19 de Fevereiro de 2019
Foto de Analise Benevides
Leia este conto ouvindo “Ousado Amor” (no fim de texto temos um vídeo com a música).
Aquela manhã meu coração amanhecera apertado. Ao fechar os olhos ainda podia lembrar com detalhes das minhas escolhas imprudentes do dia anterior: uma mentira aqui, uma palavra pesada ali. Uma coisa eu tinha certeza em meio a correria dos meus dias: há muito tempo eu já não sabia quem eu era e muito menos quem eu era em Deus, ou para Deus
Há meses eu estava ocupada demais para pensar em Deus. Correndo contra o tique-tac do relógio, eu precisava dar conta do trabalho, dos estudos e de casa. No começo pensei que tudo ficaria bem, que mesmo correndo eu conseguiria me manter eu mesma e encontraria um tempo para Deus. Engraçado como de Dono de tudo, Deus passe a lutar por uma vaguinha em nossa agenda. Só uns minutos disponíveis, algumas vezes no mês. Como se fossemos alguém importante! Como se fosse possível ser mais importante do que Ele!
Ao olhar para a minha Bíblia, você não demoraria a entender onde Deus estava em minha rotina: na quarta prateleira da minha estante, tomando poeira. 
Não demorou, em meio a minha rotina, para que minha cabeça ficasse vazia e meu coração solitário. Quando eu dei por mim, já estava procurando soluções para o meu vazio em meio as alternativas desse mundo! O problema é que nada pode saciar o vazio por completo. Todas as soluções são passageiras, como viver correndo atrás do vento. E a cada nova solução, fosse a maratona de uma série, uma panela de brigadeiro ou um novo relacionamento, no fim eu ficava ainda mais vazia, e cada vez mais distante de Deus. E com uma vergonha maior a cada dia, afinal, Deus não é alguém a quem se pode enganar!
Tudo isso martelava em minha cabeça quando finalmente consegui sair do trabalho para o almoço. Sem ânimo para ir muito longe, comprei um Subway e caminhei para o parque no centro da cidade, à procura de um banco disponível. Caminhei pelas sombras de vários pés de Ipê até encontrar um banco vago. Poucos minutos depois, enquanto eu lutava com o embrulho do meu sanduíche, um senhor sentou ao meu lado. Ele sorriu pra mim ao mesmo tempo em que repousava uma velha Bíblia no colo, e logo em seguida tirava a boina cinza que cobria os cabelos que um dia foram pretos. 
À nossa frente, crianças brincavam no parquinho, empurrando umas as outras na fila do escorregador, correndo para lá e para cá, rindo umas das outras. 
— Miguel, não balance seu irmão com tanta força! Você o fará cair! — repreendeu uma mãe sentada em um banco próximo ao nosso.
Mas foi só ouvir a mãe, que o garoto Miguel balançou o irmão com ainda mais força.
— Miguel, não me faça ir até aí! — não se passaram dois minutos, e lá ia a mãe até os meninos.
Ao meu lado, o senhor riu.
— Não importa o quanto o tempo passe, eles continuam assim. — o senhor comentou, ainda com um sorriso no rosto. 
— Teimosos, o senhor quer dizer? — falar com estranhos sempre foi uma das regras da minha mãe que mais desobedeci. 
— Isso mesmo, menina! E quanto mais sabemos que uma coisa é errada, mais queremos fazer. Você não acha?

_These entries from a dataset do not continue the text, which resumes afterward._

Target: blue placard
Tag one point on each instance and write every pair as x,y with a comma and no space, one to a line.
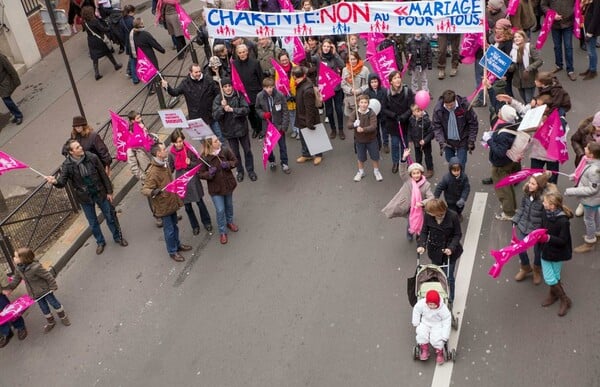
496,61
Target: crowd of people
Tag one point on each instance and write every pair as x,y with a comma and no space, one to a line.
400,127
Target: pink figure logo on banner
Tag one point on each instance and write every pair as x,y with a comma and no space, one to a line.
271,138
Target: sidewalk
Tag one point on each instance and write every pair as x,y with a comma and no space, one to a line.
47,101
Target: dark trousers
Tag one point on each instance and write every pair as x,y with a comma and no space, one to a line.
234,144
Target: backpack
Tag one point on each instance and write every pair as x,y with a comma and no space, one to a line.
318,97
519,146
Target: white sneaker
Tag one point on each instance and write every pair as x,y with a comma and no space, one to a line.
378,176
359,175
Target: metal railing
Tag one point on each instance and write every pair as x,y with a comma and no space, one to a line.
42,213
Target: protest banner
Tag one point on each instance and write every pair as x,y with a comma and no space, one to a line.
173,118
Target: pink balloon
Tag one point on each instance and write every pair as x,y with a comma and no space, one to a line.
422,99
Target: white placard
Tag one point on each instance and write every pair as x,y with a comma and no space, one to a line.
317,141
532,118
198,129
173,118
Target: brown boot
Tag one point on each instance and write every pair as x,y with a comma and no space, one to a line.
552,297
50,323
524,271
63,318
537,275
565,302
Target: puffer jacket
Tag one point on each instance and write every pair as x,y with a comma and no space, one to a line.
38,280
165,203
588,187
234,124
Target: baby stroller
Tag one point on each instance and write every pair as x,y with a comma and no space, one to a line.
431,277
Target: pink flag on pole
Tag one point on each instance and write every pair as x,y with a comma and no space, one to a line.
503,255
242,5
144,68
8,163
282,82
327,81
511,9
179,185
271,138
237,83
139,138
383,63
517,177
184,20
120,129
15,309
577,19
545,31
299,54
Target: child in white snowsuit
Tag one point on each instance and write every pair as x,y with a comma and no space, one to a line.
433,320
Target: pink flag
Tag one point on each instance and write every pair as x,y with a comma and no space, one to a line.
545,31
8,162
184,20
139,138
383,63
286,5
242,5
577,19
511,9
517,177
373,40
120,129
15,309
179,185
271,138
144,67
503,255
237,83
327,81
299,53
282,82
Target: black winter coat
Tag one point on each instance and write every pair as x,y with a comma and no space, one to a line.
199,96
559,247
233,124
69,172
436,237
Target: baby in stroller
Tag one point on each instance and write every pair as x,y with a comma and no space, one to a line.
433,321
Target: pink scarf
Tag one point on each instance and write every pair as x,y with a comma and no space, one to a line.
415,218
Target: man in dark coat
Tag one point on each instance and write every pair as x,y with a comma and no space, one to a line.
9,81
199,92
92,187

— Verdade… — pensei nas minhas próprias escolhas nos últimos tempos e em quantas vezes eu havia ignorado a voz de Deus e os seus ensinamentos preferindo acreditar que eu tinha o melhor pra mim e que sabia o que estava fazendo.

— Quando são os nossos pais que nos dizem uma coisa, então… — ele riu de novo. — Eu tive cinco filhos, sabe menina? E por mais maravilhosos que meus filhos sejam, eu os vi me desobedeceram muitas vezes, por mais que eu só os desejasse o seu bem.

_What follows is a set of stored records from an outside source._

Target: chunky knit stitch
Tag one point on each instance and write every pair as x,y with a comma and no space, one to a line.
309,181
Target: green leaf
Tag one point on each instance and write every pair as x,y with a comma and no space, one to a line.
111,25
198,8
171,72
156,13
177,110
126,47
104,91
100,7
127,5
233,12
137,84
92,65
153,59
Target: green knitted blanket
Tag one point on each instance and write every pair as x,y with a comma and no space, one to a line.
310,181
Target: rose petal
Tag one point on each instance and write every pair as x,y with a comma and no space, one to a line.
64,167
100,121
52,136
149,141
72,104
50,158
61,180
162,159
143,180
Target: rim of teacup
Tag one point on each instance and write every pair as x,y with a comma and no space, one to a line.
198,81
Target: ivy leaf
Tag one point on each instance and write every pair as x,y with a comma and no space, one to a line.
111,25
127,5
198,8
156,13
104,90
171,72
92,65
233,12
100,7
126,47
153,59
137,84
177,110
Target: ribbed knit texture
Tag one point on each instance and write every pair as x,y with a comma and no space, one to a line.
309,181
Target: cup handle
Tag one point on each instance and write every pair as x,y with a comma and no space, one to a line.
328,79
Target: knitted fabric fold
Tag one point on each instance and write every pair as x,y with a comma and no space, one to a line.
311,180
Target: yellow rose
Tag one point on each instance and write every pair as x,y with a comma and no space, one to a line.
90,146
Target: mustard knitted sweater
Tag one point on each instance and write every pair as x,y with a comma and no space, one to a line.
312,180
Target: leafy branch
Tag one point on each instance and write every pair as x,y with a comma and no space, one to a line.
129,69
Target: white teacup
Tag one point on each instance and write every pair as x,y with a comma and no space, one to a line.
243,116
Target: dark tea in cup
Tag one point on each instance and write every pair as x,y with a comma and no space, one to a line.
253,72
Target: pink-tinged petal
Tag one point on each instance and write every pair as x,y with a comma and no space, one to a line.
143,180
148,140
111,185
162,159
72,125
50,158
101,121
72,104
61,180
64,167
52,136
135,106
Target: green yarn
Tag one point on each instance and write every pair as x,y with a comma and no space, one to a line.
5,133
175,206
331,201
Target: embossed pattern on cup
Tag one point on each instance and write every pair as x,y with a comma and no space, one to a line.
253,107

— Acho que é muito fácil nós termos a ilusão de que sabemos tudo e podemos controlar tudo a nossa volta. — comentei.

— Acho que sim. Mas se tem uma coisa que eu aprendi ao decorrer da minha vida, é que nós não temos controle de nada. E é por eu não estar no controle das coisas que eu estou aqui hoje, sabia?

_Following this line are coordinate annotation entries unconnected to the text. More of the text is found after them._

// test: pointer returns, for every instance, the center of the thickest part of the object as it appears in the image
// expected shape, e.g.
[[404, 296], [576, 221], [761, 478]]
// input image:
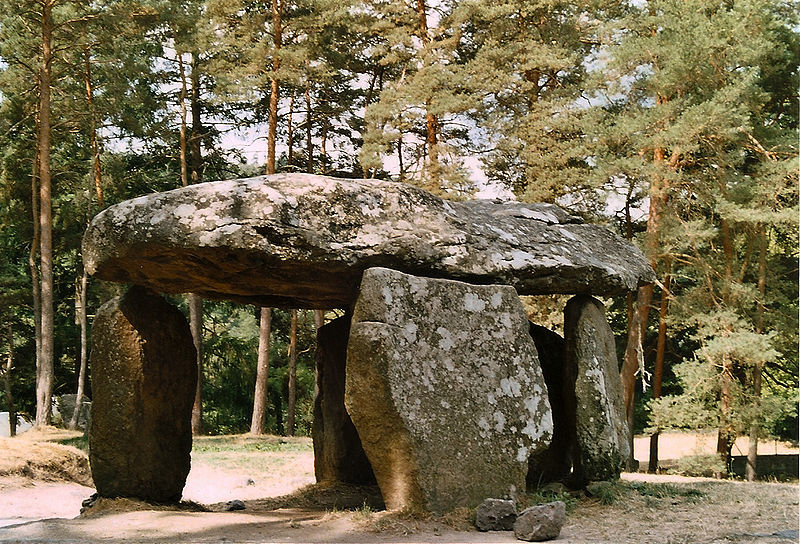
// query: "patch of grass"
[[665, 491], [543, 496], [249, 444], [701, 465], [80, 442]]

— É mesmo? — Sua fala me deixou intrigada.

— É, sim… Hoje, desde que eu acordei, uma voz no meu coração não parava de me dizer: Parque Fernando Passos. Parque Fernando Passos. Toda vida, toda vida a voz dizia. Mas eu não sabia o que isso queria dizer, afinal eu não tinha nada pra fazer por essas bandas. Então eu resolvi orar, porque sozinho eu não ia descobrir a resposta. Foi então que Deus me disse que eu devia vir aqui, porque Ele queria que eu desse algo para uma pessoa que estaria aqui.

A fé daquele senhor tocou o meu coração, e também me deixou curiosa.

— O senhor encontrou a pessoa? — perguntei.

— Sim, encontrei! — ele sorriu, todo feliz.

— E o senhor entregou a ela o que Deus mandou?

— Ainda não, vou entregar agora. — antes mesmo de completar a frase, o senhor estendeu a Bíblia que tinha em seu colo em minha direção.

— Deus mandou que o senhor me entregasse isso?

— É. — ele sorriu ainda mais, fazendo com que até seus olhos sorrissem.

Meu coração se acelerou e um frio surgiu em minha barriga.

— Como… Como o senhor sabe que sou eu? Pode ser qualquer outra pessoa.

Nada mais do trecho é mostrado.